Als die Beatles in den 1960ern weltweit Erfolge feierten, sprach die hiesige Presse gerne vom Beatles-Fieber. Der Begeisterung der Fans für die britische Popband wurden damit krankhafte Züge angedichtet. Tatsächlich breiten sich neue Songs aber durchaus auf eine Art und Weise aus, die an ansteckende Krankheiten erinnert. Das ergab jetzt eine Studie der Mathematikerin Dora Rosati, in der sie die Ausbreitung von Musik-Downloads mit den statistischen Mitteln der Epidemiologie verglichen hat.
Als Grundlage für ihre Untersuchung nutzten Rosati und ihre Co-Autoren Daten des mittlerweile eingestellten MP3-Anbieters Mixradio. Konkret werteten sie die Download-Zahlen aus Großbritannien aus der Zeit von 2007 bis 2014 aus. Anschließend überprüften sie, wie gut das statistische Standardmodell für die Ausbreitung von Infektionskrankheiten zur Erfassung von Musik-Trends zu gebrauchen ist.
Und tatsächlich ließ sich das sogenannte SIR-Modell auch dafür hervorragend nutzen. „Das deutet darauf hin, dass die sozialen Prozesse, die der Popularität von Liedern zugrunde liegen, denen ähneln, die für die Übertragung von Infektionskrankheiten verantwortlich sind“, heißt es dazu in in dem Paper, das in der Fachzeitschrift „Proceedings of the Royal Society A“ veröffentlicht wurde.
Der R0-Wert populärer Musikrichtungen
Im Rahmen ihrer Untersuchung hat Rosati auch die Basisreproduktionszahl unterschiedlicher Musikrichtungen errechnet.
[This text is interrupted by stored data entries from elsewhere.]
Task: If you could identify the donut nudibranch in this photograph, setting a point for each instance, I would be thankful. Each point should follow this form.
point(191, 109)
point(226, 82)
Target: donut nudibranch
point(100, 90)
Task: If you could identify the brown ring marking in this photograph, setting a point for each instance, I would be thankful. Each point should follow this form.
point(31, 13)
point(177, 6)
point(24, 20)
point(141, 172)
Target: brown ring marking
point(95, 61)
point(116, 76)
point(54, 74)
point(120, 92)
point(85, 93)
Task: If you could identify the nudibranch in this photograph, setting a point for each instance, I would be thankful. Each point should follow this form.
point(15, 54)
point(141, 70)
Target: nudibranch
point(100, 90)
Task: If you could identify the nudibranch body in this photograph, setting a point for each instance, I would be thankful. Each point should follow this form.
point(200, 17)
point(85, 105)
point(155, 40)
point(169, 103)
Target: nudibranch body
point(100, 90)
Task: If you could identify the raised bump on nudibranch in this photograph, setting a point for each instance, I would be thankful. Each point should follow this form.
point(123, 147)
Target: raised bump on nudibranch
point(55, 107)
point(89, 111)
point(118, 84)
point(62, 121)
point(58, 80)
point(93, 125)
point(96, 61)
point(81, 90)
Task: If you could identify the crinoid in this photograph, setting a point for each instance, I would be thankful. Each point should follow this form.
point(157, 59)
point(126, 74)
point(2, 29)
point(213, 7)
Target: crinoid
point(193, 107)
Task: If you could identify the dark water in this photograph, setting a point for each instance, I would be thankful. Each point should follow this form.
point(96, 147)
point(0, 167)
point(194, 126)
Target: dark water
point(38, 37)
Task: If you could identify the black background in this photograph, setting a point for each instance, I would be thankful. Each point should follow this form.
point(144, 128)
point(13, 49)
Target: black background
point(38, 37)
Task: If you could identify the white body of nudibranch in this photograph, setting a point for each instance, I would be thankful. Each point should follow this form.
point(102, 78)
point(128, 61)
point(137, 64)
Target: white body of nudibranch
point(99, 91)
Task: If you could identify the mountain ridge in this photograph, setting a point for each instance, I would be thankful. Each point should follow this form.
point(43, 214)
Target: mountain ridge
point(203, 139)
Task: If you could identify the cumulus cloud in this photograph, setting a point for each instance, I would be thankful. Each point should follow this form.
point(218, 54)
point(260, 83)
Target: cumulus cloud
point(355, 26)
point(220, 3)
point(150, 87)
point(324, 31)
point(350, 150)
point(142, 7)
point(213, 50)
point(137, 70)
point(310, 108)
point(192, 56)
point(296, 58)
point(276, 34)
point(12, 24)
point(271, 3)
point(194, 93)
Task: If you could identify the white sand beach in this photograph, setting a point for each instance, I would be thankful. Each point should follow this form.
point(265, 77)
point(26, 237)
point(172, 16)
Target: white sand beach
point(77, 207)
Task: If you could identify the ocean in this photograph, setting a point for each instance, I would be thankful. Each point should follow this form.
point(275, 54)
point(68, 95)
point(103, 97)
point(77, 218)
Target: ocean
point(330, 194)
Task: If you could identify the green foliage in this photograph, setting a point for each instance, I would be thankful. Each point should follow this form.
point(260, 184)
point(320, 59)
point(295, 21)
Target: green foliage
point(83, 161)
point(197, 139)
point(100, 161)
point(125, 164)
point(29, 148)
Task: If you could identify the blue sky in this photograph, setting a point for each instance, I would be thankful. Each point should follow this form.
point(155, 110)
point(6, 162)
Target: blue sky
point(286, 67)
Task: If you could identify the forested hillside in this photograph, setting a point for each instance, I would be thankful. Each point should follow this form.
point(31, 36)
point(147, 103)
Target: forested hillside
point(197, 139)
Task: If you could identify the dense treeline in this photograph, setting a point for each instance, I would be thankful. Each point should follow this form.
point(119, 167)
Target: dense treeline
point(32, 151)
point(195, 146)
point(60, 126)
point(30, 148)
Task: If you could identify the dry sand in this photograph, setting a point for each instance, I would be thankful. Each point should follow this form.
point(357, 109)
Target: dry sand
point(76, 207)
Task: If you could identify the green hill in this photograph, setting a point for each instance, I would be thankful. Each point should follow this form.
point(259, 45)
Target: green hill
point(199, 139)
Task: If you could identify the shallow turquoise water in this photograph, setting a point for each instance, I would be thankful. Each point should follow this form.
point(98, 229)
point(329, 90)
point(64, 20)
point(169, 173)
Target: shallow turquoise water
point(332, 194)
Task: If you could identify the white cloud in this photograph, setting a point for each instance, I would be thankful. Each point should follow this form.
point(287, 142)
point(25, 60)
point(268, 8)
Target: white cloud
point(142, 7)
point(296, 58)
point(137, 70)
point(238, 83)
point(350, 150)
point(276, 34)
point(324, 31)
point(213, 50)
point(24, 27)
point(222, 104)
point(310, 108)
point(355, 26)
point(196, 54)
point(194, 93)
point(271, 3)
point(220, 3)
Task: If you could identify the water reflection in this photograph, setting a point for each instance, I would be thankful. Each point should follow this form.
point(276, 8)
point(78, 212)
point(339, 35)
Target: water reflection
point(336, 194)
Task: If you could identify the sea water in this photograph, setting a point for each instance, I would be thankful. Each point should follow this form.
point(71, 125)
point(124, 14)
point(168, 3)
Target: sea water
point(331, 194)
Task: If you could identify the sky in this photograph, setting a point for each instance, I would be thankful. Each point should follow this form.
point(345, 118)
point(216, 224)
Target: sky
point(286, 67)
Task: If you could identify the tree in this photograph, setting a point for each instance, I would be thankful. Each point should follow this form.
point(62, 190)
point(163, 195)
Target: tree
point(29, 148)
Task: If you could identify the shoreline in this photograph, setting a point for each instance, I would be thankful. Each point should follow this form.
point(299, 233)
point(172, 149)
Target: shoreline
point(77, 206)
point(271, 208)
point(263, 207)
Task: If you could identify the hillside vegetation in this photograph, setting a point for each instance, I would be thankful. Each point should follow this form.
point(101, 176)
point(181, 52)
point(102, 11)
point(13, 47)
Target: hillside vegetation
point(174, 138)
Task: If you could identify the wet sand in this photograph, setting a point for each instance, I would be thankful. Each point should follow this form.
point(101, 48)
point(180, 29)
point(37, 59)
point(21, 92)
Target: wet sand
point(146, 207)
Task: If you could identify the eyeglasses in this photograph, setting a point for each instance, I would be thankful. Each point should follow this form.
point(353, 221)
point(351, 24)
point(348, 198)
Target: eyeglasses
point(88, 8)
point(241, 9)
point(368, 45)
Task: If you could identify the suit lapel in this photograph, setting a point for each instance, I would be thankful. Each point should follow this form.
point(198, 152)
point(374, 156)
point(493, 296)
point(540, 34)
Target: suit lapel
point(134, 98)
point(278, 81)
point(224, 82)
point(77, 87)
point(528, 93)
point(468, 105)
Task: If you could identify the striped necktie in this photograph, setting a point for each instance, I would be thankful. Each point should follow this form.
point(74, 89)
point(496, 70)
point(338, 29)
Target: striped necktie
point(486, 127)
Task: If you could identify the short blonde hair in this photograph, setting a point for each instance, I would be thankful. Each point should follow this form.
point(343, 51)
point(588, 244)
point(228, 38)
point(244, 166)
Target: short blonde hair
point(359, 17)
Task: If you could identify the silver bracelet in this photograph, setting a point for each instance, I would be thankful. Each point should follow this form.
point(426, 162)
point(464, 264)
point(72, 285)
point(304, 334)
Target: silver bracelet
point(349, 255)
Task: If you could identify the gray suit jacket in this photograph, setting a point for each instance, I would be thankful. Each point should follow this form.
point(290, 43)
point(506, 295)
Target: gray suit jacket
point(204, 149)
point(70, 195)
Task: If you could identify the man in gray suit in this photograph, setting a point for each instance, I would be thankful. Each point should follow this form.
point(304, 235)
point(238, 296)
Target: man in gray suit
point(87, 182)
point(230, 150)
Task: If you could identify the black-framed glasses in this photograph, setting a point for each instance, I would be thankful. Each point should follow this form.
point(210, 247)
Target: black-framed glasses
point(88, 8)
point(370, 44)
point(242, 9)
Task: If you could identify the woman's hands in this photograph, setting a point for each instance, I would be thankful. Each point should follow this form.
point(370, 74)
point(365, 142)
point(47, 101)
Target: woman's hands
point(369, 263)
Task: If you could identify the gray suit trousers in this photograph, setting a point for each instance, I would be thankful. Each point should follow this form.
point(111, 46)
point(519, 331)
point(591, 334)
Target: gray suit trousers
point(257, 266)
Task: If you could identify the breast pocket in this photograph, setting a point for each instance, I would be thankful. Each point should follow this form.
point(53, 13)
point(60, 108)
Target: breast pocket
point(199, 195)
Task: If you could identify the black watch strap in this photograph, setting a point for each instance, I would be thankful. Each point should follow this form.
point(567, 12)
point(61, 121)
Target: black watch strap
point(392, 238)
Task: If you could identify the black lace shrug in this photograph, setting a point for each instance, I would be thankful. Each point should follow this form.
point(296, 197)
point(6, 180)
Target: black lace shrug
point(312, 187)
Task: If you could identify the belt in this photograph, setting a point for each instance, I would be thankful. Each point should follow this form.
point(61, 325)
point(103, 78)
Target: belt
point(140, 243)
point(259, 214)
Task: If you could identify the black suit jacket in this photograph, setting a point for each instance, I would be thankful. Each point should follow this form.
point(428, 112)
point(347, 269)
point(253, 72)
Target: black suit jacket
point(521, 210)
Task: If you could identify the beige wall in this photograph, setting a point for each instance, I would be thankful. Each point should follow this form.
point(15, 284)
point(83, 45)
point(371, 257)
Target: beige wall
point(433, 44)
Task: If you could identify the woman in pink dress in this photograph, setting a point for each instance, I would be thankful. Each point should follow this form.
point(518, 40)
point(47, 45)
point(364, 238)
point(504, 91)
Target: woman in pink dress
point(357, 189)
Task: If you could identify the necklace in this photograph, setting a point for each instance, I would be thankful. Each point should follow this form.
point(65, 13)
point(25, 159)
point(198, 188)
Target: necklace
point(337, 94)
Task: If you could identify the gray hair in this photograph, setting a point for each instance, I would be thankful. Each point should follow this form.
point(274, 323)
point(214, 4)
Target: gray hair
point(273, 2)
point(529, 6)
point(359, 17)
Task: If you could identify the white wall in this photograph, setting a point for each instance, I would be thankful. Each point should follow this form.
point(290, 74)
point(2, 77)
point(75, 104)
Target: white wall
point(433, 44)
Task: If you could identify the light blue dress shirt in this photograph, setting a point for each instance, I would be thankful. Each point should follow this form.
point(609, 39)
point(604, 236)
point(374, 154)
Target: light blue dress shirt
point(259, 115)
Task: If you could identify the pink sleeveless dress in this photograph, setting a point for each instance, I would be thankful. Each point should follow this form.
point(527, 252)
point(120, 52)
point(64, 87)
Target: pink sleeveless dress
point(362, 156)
Diese als R0-Wert bezeichnete Kennzahl dürfte seit Beginn der Coronapandemie auch außerhalb der Gesundheitsforschung bekannt sein. Dance und Metal haben laut dieser Berechnung mit 2,8 beziehungsweise 3,7 den niedrigsten R0-Wert. Popmusik wiederum erreicht zwar einen R0-Wert von 35, liegt damit aber immer noch deutlich hinter anderen Genres.
Rockmusik erreicht laut den Berechnungen einen R0-Wert von 129. Rap/Hip-Hop wiederum verbreitet sich mit einem R0-Wert von 310 deutlich schneller. An der Spitze liegt allerdings Electronica. Das Musikgenre erreicht eine Basisreproduktionszahl von 3.430. Damit ist elektronische Musik etwa 190 Mal so „ansteckend“ wie die Masern.
Das sich ausgerechnet elektronische Genresongs schneller verbreiten als Popmusik, erklärt sich die Forscherin damit, dass die Musikgattung möglicherweise schneller auf dafür anfällige Personengruppen trifft. Popmusik wiederum muss sich in einem breiteren Publikum bewähren, das tendenziell Musik aus mehreren Genres hört.